This feature appears in the March ‘17 issue of NRA America’s 1st Freedom, one of the official journals of the National Rifle Association.
The Second Amendment lost a fierce defender and dedicated friend on Jan. 8 with the passing of Roy Innis—a longtime NRA Board member, the chairman of the Congress of Racial Equality and a fighter for freedom I am proud to have called my friend.
Roy was a man of passion and principle who defied stereotypes. He started out in the civil rights movement, and, like Charlton Heston, he worked closely with Dr. Martin Luther King. Later he came to reject affirmative action and liberal policies that kept minorities dependent and defenseless. At one time a black separatist, he was also, as he put it, “one of the few non-bigoted black leaders around.”
Over time, Roy embraced a conservative libertarian philosophy, and he was well known as one of America’s leading black conservatives. Roy pulled people together from eclectic groups across the political spectrum—and just as he embodied the best virtues of those various groups, he also brought out the best in those around him. “It’s about building bridges … between different races, peoples and communities,” Roy said. “We’ve just begun to see what we can accomplish together.”
But he was a fighter for what he believed in, too. Roy got up every day and followed his conscience on what he thought was right. If that led him to collide with what was regarded as politically correct, he was willing to take the heat.
Many remember Roy as the man who not only clobbered a skinhead leader on “Geraldo,” but also knocked Al Sharpton onto the floor on “The Morton Downey Show.” As Ken Blackwell, former Ohio secretary of state, said, “He wasn’t a pacifist, as Al Sharpton and others found out.”

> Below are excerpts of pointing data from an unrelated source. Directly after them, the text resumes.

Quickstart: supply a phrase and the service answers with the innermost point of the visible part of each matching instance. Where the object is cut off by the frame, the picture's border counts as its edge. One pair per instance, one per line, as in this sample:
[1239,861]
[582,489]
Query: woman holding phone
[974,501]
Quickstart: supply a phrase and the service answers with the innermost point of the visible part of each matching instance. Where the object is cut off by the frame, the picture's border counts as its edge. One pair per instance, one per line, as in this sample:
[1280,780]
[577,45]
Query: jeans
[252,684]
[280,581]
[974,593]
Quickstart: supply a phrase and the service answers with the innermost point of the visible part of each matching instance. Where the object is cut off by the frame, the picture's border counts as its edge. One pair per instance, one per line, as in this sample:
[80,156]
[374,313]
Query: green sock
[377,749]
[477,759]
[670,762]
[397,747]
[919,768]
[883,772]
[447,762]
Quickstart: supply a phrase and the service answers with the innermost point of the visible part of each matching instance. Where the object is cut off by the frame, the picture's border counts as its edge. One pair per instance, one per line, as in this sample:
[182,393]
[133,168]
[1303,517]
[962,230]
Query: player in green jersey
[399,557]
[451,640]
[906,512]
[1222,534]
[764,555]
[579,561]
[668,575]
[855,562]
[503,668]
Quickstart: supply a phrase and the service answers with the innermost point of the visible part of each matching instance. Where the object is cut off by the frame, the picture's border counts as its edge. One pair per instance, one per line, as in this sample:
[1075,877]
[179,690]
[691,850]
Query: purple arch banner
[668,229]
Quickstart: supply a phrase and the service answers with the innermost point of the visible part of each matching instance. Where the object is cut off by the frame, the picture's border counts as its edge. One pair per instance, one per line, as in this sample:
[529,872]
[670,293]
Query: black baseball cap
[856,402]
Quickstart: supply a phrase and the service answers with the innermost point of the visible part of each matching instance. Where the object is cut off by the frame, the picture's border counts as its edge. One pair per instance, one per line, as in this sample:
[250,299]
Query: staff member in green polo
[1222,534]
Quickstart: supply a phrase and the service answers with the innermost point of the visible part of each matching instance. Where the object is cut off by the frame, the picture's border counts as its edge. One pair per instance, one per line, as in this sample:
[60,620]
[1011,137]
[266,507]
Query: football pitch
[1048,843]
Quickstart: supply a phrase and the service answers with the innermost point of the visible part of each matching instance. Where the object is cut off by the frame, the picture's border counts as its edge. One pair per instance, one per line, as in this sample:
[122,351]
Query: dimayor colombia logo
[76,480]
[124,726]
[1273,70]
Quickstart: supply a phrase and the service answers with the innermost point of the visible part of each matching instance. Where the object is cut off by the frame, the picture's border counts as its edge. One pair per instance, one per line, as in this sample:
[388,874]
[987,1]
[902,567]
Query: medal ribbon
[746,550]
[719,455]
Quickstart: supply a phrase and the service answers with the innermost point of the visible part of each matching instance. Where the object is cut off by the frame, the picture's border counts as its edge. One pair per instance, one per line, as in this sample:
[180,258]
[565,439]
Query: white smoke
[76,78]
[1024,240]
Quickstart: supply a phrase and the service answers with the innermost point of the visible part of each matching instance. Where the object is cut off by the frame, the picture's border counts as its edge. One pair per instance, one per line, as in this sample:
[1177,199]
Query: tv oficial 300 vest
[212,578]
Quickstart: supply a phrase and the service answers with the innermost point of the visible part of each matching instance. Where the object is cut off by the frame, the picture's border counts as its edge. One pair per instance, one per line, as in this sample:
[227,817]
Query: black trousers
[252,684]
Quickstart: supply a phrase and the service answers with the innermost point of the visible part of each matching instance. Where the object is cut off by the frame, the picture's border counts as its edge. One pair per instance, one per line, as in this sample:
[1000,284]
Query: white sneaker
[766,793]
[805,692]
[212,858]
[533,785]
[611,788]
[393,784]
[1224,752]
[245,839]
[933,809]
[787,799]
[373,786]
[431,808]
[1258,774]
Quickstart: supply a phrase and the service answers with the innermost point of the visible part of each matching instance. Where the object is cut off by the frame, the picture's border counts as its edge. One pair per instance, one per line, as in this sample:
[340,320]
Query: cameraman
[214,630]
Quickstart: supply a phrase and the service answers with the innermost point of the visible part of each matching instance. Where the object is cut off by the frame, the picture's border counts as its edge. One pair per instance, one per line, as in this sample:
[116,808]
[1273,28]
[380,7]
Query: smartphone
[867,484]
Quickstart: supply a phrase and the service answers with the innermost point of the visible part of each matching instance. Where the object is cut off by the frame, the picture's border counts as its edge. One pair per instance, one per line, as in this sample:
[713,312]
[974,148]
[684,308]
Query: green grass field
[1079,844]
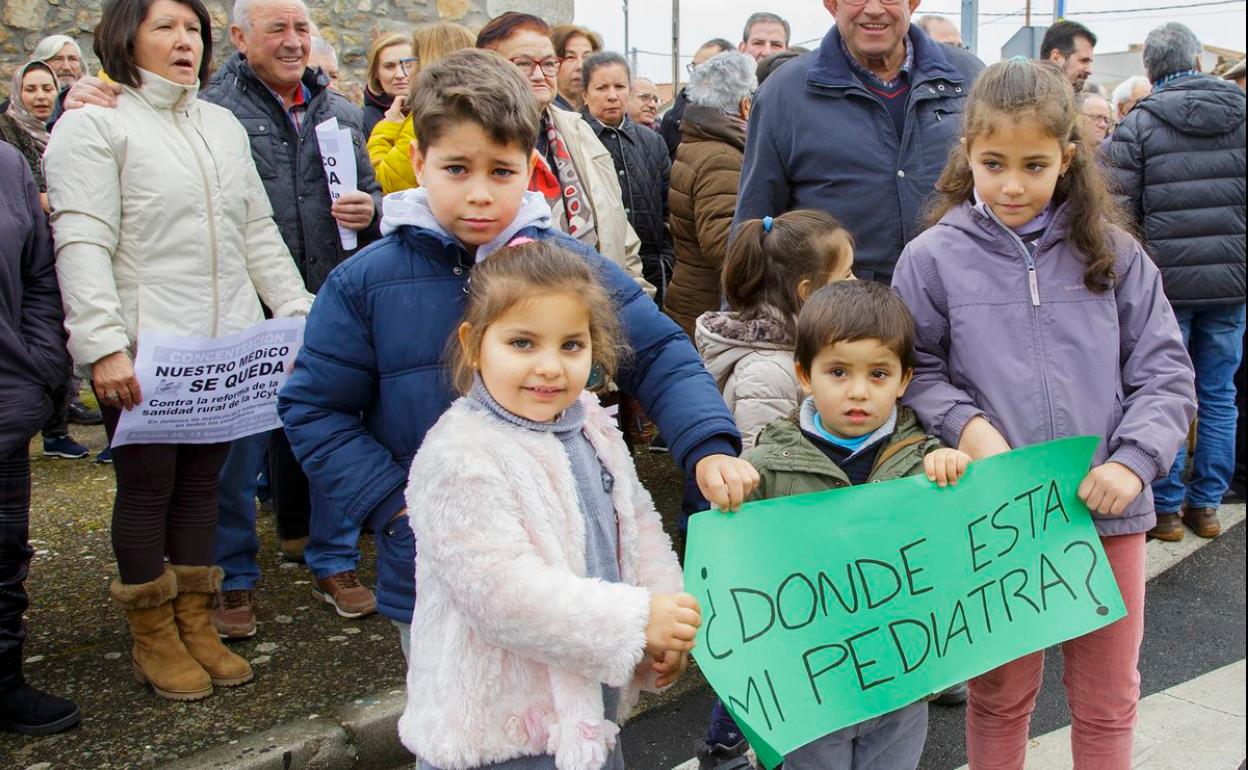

I was honored to attend Roy’s annual CORE dinners, where he was toasted—and sometimes roasted—by the likes of President George W. and Laura Bush, Howard Cosell, Muhammad Ali, Charlton Heston, Morgan Freeman, Don King, Rudy Giuliani, Ed Koch, Evander Holyfield and Barry Manilow. At one of those dinners in 1986, President Ronald Reagan honored him as “one of America’s outstanding civil rights leaders.”
The right to defend yourself is your most fundamental civil right, so it’s fitting that Roy would serve on the Board of Directors of the NRA—the oldest civil rights organization in America. As executive vice president, I relied on Roy for his counsel, his courage and his passion to defend our Second Amendment-protected right to keep and bear arms for all Americans—regardless of race, creed, color or any other measure.
Sadly, when freedom is under siege, the first people to lose their rights are often the least able to fight for their rights, but the most likely to need those rights for their safety and survival. As Roy said, denying the Second Amendment’s protections to African-Americans and the poor is the most unjust and injurious civil rights violation there is.
When the Wilmington, Del., Housing Authority denied the Second Amendment-protected rights of its residents—and the NRA helped one of those residents, Josephine Byrd, sue the authorities to reclaim her right to defend herself in her own home—Roy was quick to point out the shameful legacy of gun control. “These bans are racist. The gun laws in general have an inception in racism,” he said. “The old definition: A free man is free to bear arms. There’s always a connection to being able to bear arms and freedom, and therefore denial is clearly racist.”
Roy also served as an inspiring example for others. He once said about Byrd’s case, “She needs to get her sons, daughters and grandkids to fight with her. She needs to see the NRA as her friend. She needs to know her friends are fighting together with her for her civil rights in exactly the same way Dr. King fought for her civil rights. We need to continue the battle for the Second Amendment.”
In memory of Roy Innis, and in honor of all he did for the freedoms we share, I can think of no better tribute than to heed his words.